In the 2014 Ukrainian parliamentary election Semerak was re-elected into parliament placed 33rd on the electoral list of People's Front. He was designated as the First Deputy Chairman of the Committee of the Verkhovna Rada on issues of European integration on 4 December 2014.

Since 14 April 2016 he is Minister of Ecology.

He was a member of the Reforms and Order Party (from 1997), chairman of the executive committee.

In the 2019 Ukrainian parliamentary election Semerak did not manage as an independent candidate to get elected (as an independent candidate) to parliament. In election district 124 located in Chervonohrad he took seventh place with a result of 8.84%. Yuri Kamelchuk, a candidate from the "Servants of the People", won the district with 16.08%.

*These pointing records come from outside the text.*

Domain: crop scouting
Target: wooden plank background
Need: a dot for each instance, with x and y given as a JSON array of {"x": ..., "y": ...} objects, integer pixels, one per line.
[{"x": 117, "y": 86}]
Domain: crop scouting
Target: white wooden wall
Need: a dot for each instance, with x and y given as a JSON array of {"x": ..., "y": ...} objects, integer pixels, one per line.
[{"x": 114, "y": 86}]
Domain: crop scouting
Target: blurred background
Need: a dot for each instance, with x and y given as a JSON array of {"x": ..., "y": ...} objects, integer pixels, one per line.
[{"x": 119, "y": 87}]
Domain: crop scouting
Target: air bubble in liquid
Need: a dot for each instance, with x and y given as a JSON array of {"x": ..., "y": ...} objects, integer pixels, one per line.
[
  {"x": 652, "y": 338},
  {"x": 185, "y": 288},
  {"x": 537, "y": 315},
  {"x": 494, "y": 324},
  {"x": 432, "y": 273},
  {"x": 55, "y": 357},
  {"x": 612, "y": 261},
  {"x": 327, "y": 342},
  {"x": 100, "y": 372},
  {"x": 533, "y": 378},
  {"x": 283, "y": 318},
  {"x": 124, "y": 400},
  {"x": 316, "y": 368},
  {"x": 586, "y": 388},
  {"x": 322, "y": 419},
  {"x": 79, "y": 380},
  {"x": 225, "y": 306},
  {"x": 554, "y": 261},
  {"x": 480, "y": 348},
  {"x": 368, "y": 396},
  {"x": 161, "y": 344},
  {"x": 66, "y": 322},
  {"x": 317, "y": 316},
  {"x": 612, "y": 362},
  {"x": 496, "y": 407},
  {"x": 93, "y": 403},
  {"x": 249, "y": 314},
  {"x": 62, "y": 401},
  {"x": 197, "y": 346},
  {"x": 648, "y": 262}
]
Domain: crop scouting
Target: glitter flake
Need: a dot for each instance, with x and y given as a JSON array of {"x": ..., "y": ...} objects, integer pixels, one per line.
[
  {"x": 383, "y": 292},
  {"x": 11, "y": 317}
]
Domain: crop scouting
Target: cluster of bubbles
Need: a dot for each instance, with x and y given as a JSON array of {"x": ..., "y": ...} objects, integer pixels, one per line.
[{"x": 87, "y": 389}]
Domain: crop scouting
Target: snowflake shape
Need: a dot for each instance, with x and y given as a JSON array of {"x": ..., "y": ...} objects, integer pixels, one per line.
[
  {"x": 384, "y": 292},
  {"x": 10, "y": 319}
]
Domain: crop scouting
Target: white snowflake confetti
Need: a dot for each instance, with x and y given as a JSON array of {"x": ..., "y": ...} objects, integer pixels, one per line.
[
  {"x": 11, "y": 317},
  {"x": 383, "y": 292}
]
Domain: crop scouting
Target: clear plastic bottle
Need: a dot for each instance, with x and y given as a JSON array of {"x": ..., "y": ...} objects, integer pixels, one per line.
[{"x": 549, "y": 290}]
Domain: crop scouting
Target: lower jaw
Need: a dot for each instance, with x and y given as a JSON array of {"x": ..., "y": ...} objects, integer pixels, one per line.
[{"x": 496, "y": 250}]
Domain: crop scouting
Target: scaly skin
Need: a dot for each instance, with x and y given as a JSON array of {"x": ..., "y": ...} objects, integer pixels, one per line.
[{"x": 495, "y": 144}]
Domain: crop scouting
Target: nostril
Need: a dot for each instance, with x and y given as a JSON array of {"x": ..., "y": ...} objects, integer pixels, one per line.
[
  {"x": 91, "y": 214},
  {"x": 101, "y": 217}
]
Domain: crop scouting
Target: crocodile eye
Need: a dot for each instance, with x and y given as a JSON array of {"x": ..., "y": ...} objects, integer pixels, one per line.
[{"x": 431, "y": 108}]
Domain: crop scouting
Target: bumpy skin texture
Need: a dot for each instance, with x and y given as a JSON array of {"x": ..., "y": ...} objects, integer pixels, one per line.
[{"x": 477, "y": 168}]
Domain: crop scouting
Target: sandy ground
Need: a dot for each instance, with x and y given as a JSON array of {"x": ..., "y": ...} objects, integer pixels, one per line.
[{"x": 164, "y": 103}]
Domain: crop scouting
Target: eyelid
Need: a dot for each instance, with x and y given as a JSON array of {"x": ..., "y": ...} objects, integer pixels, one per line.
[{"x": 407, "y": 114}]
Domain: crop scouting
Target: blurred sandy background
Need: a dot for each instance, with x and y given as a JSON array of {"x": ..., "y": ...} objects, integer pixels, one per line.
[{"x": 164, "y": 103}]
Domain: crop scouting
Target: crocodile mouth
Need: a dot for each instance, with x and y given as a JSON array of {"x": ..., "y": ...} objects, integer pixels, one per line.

Co-author of the book "ABC Ukrainian politics" (1997).

He speaks English.

Keen on sports and cars.

== Awards and State Ranks ==
A civil servant 3rd rank (August 2001).

== Family ==
Father Michael Mikhailovich (1940) – Head of thermodynamics and physics at Lviv State University of Life Safety. Mother Stephanie Vasilievna (1948) – Economist of "NTON". Wife Orisya Volodymyrivna (1974) – the doctor. He has a son and a daughter.